Somalia's militant Islamist al Shaabab group has taken credit [1] for the recent bombing that targeted two Ethiopian restaurants and killed at least 20 and wounded more than 100 people.
Reuters reporter Aweys Yusuf has described al Shaabab as "the hardline military wing of the Islamist movement that briefly controlled Mogadishu in the second half of 2006 and wanted to put Somalia under Islamic law until the government and Ethiopia defeated it."
Acknowledgment of the event helps lift it out of the mysteries, if you will, of violence in one of the most war torn regions of the world and returns it to tit-for-tat state security vs. terrorist rules, familiar territory worldwide.
I don't recall whether I hit the "Send" or "Submit" (quite appropriate) button on what follows in relation to a question on a Reuters AlertNet blog repost, but the question addressed, naively, roughly, was how to keep soldiers from killing civilians.
My answer:
The very best way of keeping soldiers from killing civilians is to keep peace installed and politicized street violence at bay.
Once conflicts start, otherwise uninvolved persons bear the brunt of the horror.
Gangs and mobs kill unmindful of legal or logical niceties in determining the supposed culpability of those of a kind elegible as targets.
For terrorists, the bomb's the message, of course, and there's no accounting for any in the vicinity of its detonation.
For patrols and raiders, wrong place, wrong time, sorry.

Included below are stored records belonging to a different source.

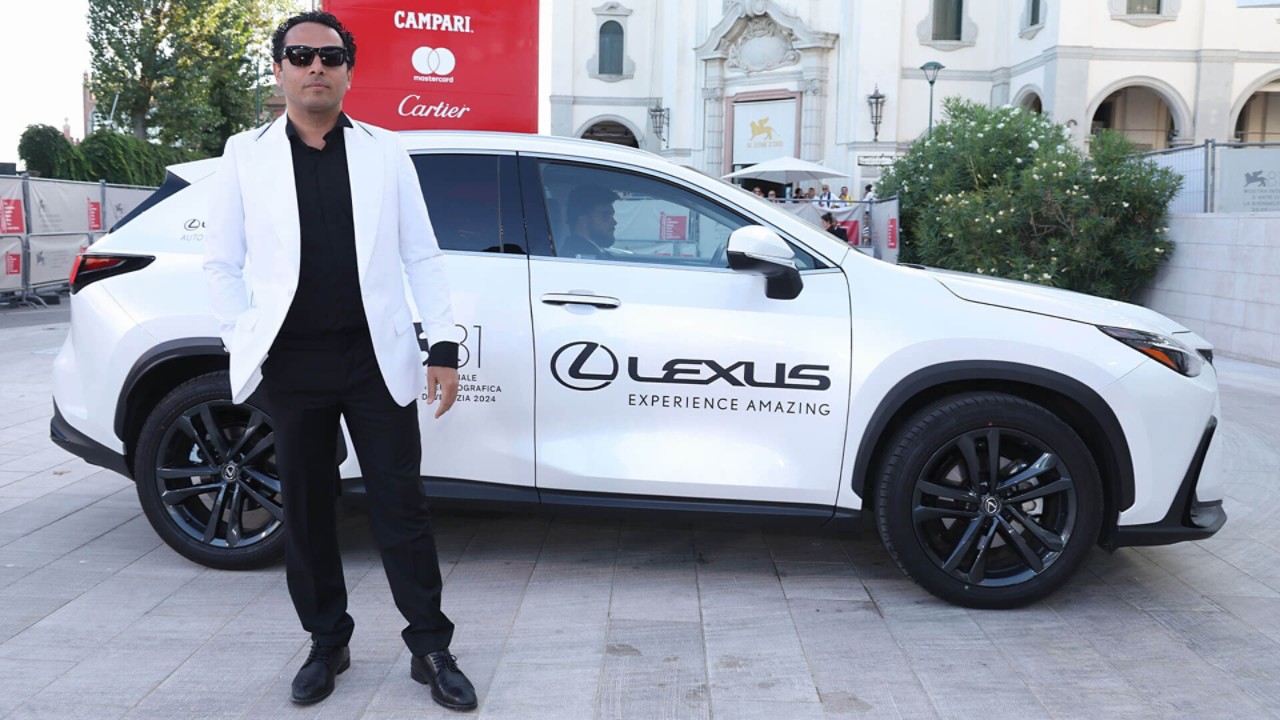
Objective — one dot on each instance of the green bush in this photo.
(1001, 191)
(104, 155)
(49, 154)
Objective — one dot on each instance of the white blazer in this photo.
(252, 253)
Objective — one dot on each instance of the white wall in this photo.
(1224, 282)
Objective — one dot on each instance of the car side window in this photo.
(606, 214)
(474, 201)
(609, 214)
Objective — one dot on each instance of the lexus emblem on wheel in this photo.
(568, 365)
(991, 505)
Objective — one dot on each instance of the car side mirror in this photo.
(759, 251)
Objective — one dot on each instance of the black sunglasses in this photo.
(330, 55)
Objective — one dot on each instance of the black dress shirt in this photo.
(328, 299)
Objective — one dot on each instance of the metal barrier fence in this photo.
(1224, 177)
(46, 223)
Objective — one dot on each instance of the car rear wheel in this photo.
(206, 477)
(988, 500)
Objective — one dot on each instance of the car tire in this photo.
(206, 477)
(979, 541)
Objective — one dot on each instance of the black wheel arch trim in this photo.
(82, 446)
(1119, 475)
(156, 356)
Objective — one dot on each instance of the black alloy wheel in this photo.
(988, 501)
(206, 477)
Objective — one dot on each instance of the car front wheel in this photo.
(988, 500)
(206, 477)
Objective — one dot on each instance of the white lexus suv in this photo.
(720, 358)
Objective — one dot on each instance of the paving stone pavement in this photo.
(570, 619)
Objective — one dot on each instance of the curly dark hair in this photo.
(329, 19)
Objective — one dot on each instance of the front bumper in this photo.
(1188, 518)
(78, 443)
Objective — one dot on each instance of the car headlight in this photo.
(1165, 350)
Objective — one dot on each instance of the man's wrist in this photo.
(443, 354)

Once conflicts become "conventional", so-called "collateral damage" and escalation take civilian lives. At the state level, there may be quite a disconnect between the extent of sanctioned murder and its political effects.
Dresden did not end WWII. [3]
If there's a mission as regards sparing civilian lives, it may be to undermine and kill wars before conflicts reach their flash points.

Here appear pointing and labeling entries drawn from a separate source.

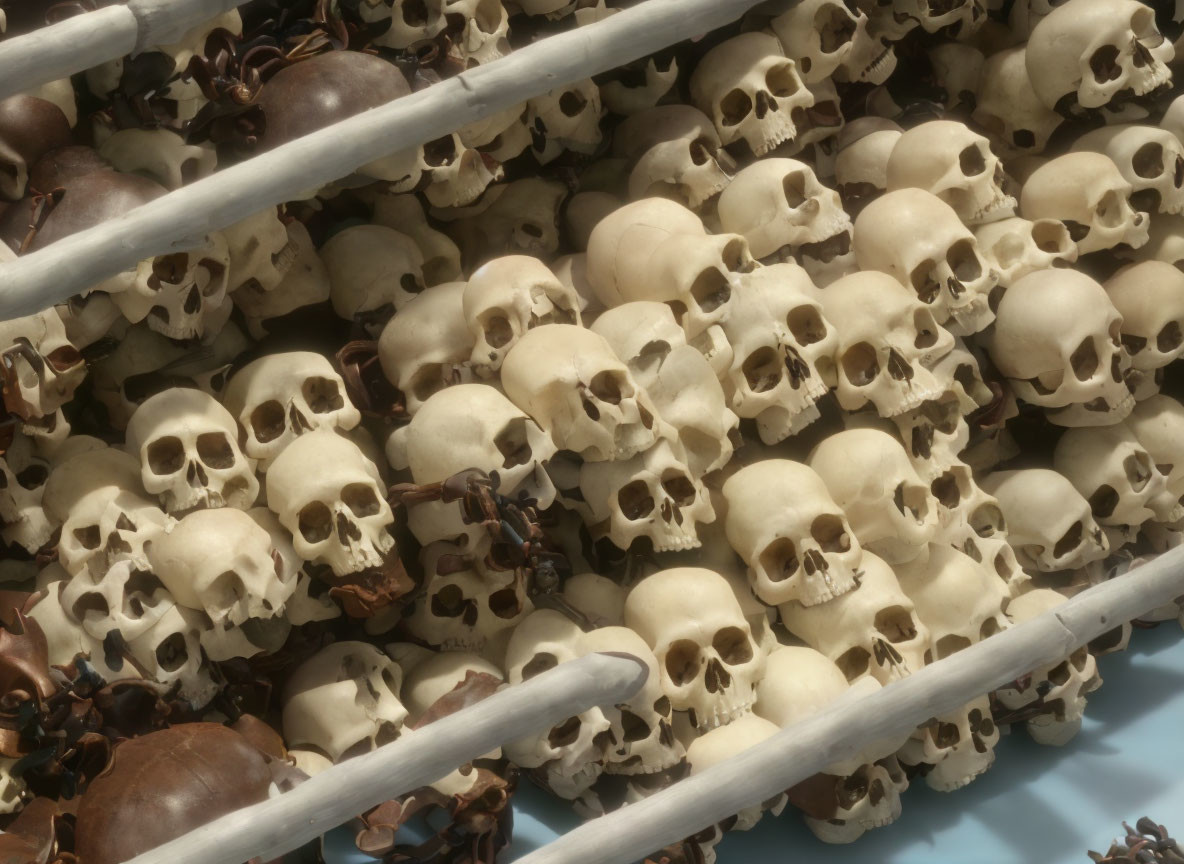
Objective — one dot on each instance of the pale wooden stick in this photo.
(178, 220)
(841, 730)
(281, 824)
(87, 40)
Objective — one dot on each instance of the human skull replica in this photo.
(576, 388)
(1086, 52)
(651, 495)
(40, 366)
(1117, 475)
(791, 534)
(1147, 158)
(783, 350)
(919, 240)
(1008, 108)
(338, 515)
(800, 682)
(888, 341)
(188, 451)
(752, 91)
(222, 562)
(777, 204)
(1057, 339)
(1087, 193)
(1049, 523)
(1061, 689)
(827, 39)
(343, 701)
(467, 426)
(872, 631)
(1150, 297)
(676, 376)
(657, 250)
(426, 347)
(506, 297)
(281, 397)
(1016, 246)
(947, 160)
(571, 754)
(703, 644)
(868, 474)
(373, 271)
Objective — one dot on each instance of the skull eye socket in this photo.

The prevalence of guerrilla warfare and terrorism as the predominant modes in contemporary warfare (knock on wood) may actually reflect success as regards the world's ability to fend off war between determined states.
War by proxy, war pursued by small organizations, and warfare practiced by private interests (warlords) require alterations in culture and language both, an issue I'm not going to drone into here.
Nice words.
Civilians who get butchered every which way in Hollywood movies get paid for showing up, get fed, and get to walk away.

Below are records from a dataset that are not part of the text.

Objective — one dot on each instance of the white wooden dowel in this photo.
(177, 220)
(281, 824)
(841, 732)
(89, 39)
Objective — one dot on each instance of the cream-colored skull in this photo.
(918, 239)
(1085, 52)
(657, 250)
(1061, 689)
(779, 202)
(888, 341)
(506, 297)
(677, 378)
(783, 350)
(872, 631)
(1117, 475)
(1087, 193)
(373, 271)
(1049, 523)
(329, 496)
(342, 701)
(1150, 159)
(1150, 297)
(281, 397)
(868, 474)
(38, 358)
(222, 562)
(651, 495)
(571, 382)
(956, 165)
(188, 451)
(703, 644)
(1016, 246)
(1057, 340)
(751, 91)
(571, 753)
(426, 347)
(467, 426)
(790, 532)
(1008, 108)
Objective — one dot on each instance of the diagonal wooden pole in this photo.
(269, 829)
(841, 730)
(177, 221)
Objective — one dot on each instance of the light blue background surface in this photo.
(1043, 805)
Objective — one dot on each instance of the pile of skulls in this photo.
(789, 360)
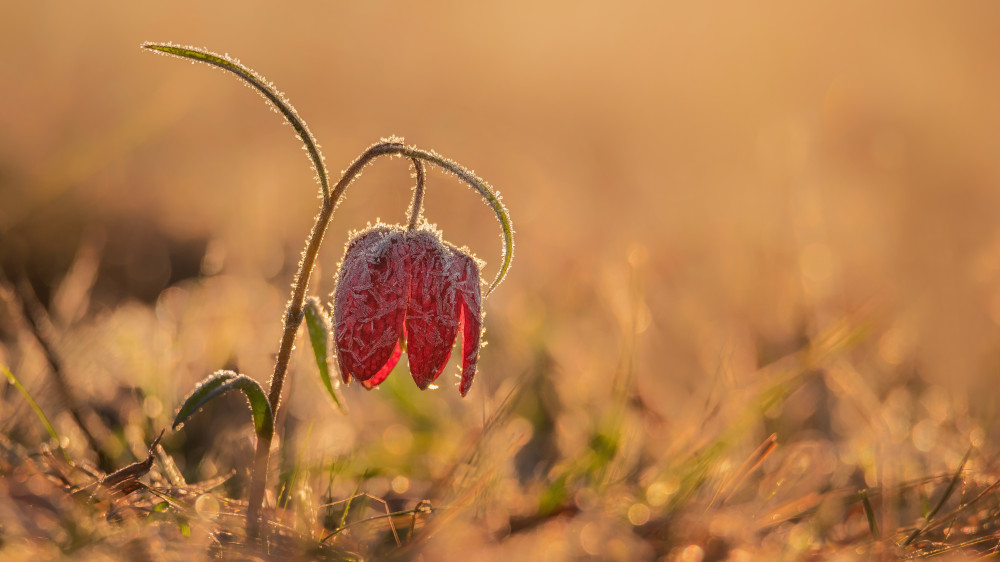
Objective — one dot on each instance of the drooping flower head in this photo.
(406, 290)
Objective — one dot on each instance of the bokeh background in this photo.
(698, 191)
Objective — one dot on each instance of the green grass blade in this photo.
(264, 87)
(219, 383)
(318, 325)
(34, 406)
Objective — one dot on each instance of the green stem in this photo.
(417, 205)
(294, 312)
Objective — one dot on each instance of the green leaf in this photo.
(318, 324)
(219, 383)
(38, 410)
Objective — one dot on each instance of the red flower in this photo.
(405, 290)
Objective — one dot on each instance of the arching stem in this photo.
(417, 206)
(294, 311)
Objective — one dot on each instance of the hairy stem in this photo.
(417, 206)
(294, 312)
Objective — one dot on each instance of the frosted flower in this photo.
(406, 290)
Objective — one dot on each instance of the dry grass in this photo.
(754, 310)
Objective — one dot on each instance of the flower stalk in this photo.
(330, 197)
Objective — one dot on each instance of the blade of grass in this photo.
(870, 514)
(944, 497)
(38, 410)
(219, 383)
(318, 325)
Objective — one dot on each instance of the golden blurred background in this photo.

In the conflict zones, all of them, civilians seem often more respected for their public relations value, at best, and are found otherwise in the way of assorted, self-appointed warriors whose campaigns would reflect their glory in war were they more inclined to confront their peers among men in the field.
It's a rare occasion in history when authoritarian and nominally proto-democratic state authorities prove more concerned with the lives of mere civilians--i.e., disinterested and unarmed men, women, and children--than the freedom fighters risen to save them, and that from something, who knows what, because it's certainly not disease, hunger, poverty, disenfranchisement, displacement, fear, desparation, degradation, or death.
2. Abdiquani, Hassan. "At least 20 killed in Somali port blast: Governor." Reuters, February 5, 2008.
3. "Bombing of Dresden in World War II." Wikipedia, as experienced February 7, 2008.